My understanding (which could be wrong) is that there is talk about using such ideas in a more trad game like D&D and its relatives. If so, such techniques would need to be viewed through the lens of the games they are to be used in, not the games they come from (at least not primarily) IMO, so that tweaks and adjustments can be made to allow play to run more smoothly. That may mean adjustments from either direction.
I thought @hawkeyefan had posted fairly extensively about doing just this?

I know you don't count 4e D&D as a "relative" of D&D, but obviously I've posted extensively in this and other threads about action resolution in 4e D&D, which is "fail forward".
 


This guy hopes his PC can kill the Orc. He rolls and is successful, and so the Orc is dead as he wanted.

Or . . .

This guy hopes that his PC can kill the Orc. He rolls and fails, and so the Orc survives, gets to have a turn, and kills the PC instead.

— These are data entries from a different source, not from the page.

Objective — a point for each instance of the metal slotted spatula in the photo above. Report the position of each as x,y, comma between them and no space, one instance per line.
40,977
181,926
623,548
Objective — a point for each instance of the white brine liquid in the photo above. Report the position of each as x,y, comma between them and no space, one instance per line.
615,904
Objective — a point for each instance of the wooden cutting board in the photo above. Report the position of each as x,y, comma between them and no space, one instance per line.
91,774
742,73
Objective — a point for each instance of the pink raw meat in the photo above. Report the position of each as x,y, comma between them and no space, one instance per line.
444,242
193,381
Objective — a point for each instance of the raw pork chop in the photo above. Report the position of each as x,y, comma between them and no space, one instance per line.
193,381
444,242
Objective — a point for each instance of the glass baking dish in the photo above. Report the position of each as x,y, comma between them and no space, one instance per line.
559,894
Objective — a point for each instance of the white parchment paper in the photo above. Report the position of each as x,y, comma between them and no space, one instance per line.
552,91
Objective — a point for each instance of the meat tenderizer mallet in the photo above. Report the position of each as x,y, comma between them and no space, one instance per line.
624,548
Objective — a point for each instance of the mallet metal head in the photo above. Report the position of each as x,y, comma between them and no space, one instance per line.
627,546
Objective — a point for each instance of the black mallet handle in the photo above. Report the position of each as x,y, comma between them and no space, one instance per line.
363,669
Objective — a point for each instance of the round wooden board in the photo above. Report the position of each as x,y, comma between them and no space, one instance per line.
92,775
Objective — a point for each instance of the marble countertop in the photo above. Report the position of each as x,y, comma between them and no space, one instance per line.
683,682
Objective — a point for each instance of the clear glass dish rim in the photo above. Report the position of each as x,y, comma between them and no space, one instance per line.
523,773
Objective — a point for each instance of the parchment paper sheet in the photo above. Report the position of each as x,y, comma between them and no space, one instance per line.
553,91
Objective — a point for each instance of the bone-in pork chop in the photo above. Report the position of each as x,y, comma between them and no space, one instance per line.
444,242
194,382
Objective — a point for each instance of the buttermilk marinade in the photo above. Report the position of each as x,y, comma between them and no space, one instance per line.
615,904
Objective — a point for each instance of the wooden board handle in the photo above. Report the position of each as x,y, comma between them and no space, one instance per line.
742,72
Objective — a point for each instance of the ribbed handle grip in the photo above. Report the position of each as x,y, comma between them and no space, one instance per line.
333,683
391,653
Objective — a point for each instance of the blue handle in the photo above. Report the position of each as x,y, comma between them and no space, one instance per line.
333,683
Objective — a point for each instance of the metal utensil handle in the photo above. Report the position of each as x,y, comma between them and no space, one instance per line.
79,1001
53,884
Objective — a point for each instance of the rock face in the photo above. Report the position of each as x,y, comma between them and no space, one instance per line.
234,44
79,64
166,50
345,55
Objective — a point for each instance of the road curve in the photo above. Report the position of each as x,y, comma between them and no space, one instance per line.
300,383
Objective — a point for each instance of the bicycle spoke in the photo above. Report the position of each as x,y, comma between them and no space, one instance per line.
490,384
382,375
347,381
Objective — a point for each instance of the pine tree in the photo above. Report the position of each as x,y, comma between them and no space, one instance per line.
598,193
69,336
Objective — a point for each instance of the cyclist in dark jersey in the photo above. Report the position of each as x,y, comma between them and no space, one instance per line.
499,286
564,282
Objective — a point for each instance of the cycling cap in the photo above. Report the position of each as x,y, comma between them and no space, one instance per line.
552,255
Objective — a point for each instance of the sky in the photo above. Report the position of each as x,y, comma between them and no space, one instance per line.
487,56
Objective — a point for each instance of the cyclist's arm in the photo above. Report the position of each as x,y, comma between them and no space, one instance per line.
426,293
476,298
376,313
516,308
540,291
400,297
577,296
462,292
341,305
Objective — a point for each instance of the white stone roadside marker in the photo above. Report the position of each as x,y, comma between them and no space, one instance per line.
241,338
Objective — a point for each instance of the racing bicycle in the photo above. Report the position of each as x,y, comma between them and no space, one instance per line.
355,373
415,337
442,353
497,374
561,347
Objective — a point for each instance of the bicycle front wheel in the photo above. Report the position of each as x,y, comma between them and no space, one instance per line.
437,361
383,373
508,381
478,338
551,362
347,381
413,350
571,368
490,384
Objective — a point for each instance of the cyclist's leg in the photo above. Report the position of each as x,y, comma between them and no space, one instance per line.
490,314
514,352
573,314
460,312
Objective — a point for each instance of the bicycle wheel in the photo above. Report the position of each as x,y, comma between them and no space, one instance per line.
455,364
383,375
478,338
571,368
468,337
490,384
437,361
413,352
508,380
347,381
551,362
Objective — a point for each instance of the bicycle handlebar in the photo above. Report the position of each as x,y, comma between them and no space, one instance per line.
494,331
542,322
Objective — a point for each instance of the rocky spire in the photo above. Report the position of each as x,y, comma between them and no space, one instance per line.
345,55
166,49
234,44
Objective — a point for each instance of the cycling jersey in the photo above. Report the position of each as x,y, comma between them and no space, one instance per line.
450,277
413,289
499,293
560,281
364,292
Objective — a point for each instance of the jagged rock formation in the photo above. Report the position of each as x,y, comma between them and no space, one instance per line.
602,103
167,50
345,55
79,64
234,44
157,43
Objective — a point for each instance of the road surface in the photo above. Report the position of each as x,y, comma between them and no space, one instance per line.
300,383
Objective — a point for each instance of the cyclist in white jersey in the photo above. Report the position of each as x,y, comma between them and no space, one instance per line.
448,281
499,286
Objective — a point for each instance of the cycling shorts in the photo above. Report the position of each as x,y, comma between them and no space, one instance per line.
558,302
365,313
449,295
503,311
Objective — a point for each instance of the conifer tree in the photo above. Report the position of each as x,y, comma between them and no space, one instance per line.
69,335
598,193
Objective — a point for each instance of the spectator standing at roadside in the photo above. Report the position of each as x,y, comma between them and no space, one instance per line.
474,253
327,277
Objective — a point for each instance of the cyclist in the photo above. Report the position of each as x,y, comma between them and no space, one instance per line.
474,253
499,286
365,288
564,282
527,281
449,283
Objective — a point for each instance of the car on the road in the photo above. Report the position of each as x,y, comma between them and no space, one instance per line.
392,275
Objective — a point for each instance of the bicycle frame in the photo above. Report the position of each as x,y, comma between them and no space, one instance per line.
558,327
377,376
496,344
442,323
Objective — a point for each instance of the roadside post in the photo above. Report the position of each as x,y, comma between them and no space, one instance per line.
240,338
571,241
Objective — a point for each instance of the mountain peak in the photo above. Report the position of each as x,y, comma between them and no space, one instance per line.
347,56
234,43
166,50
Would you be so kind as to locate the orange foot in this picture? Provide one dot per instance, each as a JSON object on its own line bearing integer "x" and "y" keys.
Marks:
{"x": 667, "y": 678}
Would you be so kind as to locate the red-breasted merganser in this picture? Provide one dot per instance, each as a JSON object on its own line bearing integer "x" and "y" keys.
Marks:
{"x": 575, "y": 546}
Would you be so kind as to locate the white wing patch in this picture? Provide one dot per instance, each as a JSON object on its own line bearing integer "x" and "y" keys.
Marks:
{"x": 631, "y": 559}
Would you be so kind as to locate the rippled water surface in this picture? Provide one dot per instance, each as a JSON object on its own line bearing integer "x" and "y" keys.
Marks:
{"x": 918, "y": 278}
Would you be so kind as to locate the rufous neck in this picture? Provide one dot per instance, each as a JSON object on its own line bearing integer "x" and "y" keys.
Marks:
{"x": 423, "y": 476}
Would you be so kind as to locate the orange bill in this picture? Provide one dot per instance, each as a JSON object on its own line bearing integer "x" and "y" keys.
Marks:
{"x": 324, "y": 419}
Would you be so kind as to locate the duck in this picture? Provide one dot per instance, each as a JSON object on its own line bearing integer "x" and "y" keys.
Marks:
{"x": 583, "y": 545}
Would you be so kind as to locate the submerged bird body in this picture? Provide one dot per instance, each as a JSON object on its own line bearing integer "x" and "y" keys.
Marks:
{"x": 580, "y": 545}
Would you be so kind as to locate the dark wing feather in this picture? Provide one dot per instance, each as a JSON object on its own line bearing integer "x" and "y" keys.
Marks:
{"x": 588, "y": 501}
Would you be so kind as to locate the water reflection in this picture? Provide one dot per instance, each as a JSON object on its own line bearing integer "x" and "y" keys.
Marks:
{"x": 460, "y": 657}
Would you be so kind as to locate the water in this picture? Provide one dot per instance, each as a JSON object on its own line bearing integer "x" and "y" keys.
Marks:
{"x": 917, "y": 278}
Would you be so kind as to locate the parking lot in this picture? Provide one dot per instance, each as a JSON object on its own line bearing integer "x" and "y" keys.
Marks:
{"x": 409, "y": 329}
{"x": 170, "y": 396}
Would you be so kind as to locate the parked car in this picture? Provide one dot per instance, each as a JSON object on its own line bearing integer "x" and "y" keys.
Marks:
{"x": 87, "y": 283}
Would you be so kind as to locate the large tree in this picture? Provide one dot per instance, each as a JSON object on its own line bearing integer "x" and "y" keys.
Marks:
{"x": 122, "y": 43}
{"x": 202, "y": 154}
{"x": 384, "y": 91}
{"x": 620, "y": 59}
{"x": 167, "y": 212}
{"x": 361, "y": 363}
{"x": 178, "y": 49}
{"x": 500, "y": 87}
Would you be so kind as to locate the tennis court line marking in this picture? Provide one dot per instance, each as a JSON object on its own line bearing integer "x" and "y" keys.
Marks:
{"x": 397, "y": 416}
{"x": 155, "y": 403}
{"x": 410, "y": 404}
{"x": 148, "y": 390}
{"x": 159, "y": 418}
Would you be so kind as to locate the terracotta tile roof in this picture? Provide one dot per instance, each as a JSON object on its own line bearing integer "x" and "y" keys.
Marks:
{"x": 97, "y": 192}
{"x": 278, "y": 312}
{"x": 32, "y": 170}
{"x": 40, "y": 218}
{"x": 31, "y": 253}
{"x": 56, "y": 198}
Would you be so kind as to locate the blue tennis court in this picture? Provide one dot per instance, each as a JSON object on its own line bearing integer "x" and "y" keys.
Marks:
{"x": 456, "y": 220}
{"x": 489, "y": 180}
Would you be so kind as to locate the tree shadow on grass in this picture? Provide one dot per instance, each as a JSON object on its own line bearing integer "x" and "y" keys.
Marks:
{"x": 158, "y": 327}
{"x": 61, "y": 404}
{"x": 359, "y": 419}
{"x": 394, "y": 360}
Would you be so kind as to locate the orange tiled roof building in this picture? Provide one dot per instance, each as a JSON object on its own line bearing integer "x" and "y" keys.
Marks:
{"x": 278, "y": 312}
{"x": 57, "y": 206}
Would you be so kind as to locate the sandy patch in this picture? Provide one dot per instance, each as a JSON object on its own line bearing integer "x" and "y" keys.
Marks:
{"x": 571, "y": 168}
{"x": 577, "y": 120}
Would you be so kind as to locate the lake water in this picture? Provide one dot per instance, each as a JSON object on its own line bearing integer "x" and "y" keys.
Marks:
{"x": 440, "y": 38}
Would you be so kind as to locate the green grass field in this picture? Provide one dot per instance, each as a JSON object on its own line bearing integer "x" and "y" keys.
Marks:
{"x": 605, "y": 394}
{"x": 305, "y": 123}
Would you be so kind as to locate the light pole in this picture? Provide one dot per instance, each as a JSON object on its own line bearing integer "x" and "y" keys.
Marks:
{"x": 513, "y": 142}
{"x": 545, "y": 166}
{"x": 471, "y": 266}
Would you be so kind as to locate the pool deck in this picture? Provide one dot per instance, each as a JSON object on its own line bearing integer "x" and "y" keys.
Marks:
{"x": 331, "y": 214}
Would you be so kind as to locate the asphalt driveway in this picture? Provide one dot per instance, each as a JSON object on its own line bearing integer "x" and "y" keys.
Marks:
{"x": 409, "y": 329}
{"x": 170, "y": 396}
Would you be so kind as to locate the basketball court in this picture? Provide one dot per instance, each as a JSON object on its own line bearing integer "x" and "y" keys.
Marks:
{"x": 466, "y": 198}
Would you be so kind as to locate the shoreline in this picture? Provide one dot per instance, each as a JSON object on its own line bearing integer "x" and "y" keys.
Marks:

How is a hope roll different?

I hereby declare that all rolls in D&D are to be relabelled hope rolls!
Did the GM decide that the result of the roll was or wasn't a dead orc? Did the player? In the runes example, the player expressed a hope, and the GM decided to make that hope real. They didn't have to. They could have provided some other beneficial result. They chose to make the player's hope manifest.
 

I don't use the terms, "rising action" or "moral line" in my play, and I'm not really sure what they would mean in my games.

"Player-initiated" I get.
I was talking about an episode of my play, not yours. And the other posters I referred to were commenting on that episode of my play.

And, as I posted, not one of them observed that the situations was one of rising action across a moral line. It doesn't even seem to have occurred to them that it might matter - just as that does not seem to have occurred to you (at least until I mentioned it)?

The same thing is present in the blog about the screaming cook, as I've already noted - the blog poster notes that the presence of the cook gives rise to the possibility that the burgling PC might kill the innocent cook - but again no one who is criticising that example, and "fail forward" more generally, seems interested in that.

If you look at all RPGing on the assumption that what play is about is (i) the GM establishing and presenting some fiction, so that (ii) the players can manipulate that fiction via their PCs in order to solve a problem that the setting or situation has posed to them, then a lot of what I or @Campbell or @AbdulAlhazred have posted in this thread won't make sense.